- Directed by: Paul Seydor
- Produced by: Nick Redman Paul Seydor
- Narrated by: Nick Redman
- Edited by: Paul Seydor
- Production company: Tyrus Entertainment
- Distributed by: Warner Bros.
- Release date: November 1996;
- Running time: 34 minutes
- Country: United States
- Language: English

= The Wild Bunch: An Album in Montage =

1996 film

The Wild Bunch: An Album in Montage is a 1996 American short documentary film directed and edited by Paul Seydor.
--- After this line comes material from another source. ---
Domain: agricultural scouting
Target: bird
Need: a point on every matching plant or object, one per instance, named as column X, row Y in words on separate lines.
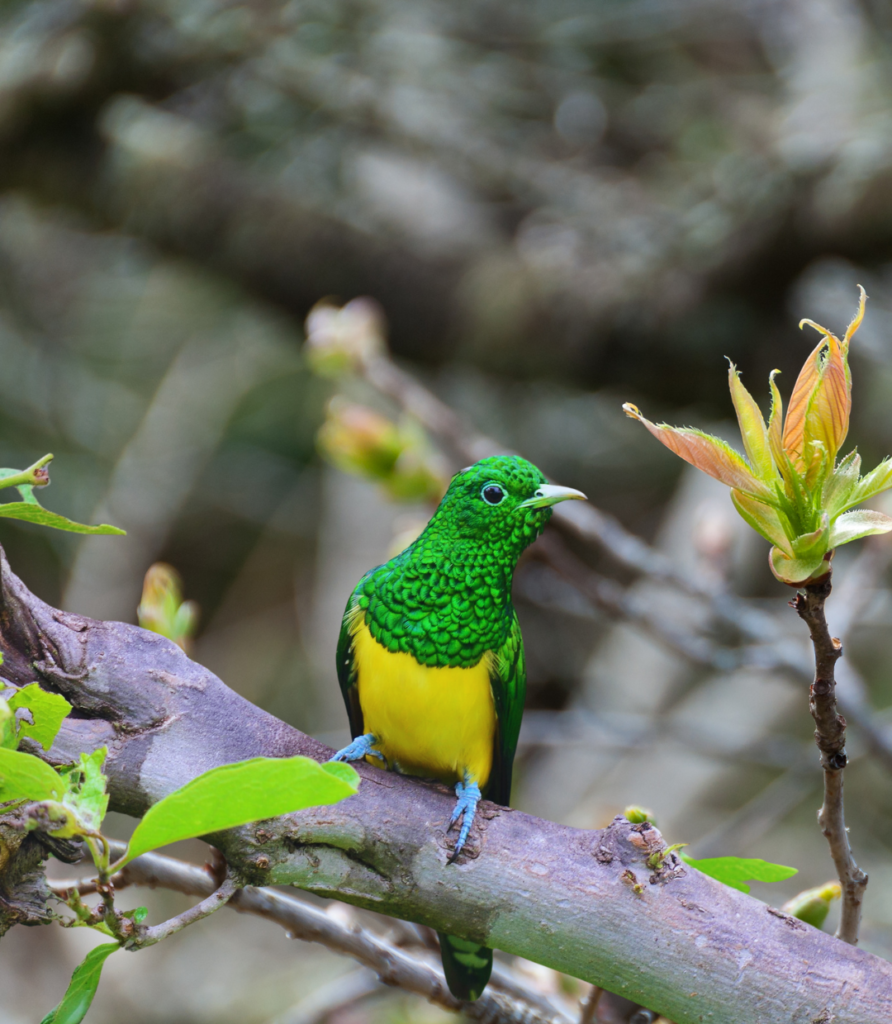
column 430, row 656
The occasion for the creation of this documentary was the discovery of 72 minutes of silent black-and-white 16 mm film footage of Sam Peckinpah and company on location in northern Mexico during the filming of The Wild Bunch.

==Cast==
Source:
- Walon Green as himself (voice)
- Newell Alexander as Cliff Coleman, William Holden (voice)
- Edmond O'Brien as himself (voice)
- James R. Silke as Friend / colleague (voice) (as Jim Silke)
- Mitch Carter as Gordon Dawson, Strother Martin (voice)
- Jerry Fielding as himself (voice)
- Sharon Peckinpah as herself (voice)
- L. Q. Jones as himself (voice)
- Ernest Borgnine as himself (voice)
- Peter Rainer as Bud Hulburd (voice)
- Ed Harris as Sam Peckinpah (voice)

==Reception==
Michael Sragow wrote that the film is "a wonderful introduction to Peckinpah’s radically detailed historical film about American outlaws in revolutionary Mexico — a masterpiece that’s part bullet-driven ballet, part requiem for Old West friendship and part existential explosion. Seydor’s movie is also a poetic flight on the myriad possibilities of movie directing." Seydor and Redman were nominated for the Academy Award for Best Documentary (Short Subject).

==Home media==
The documentary was included on the 2006 and 2007 DVD and Blu-ray releases of The Wild Bunch.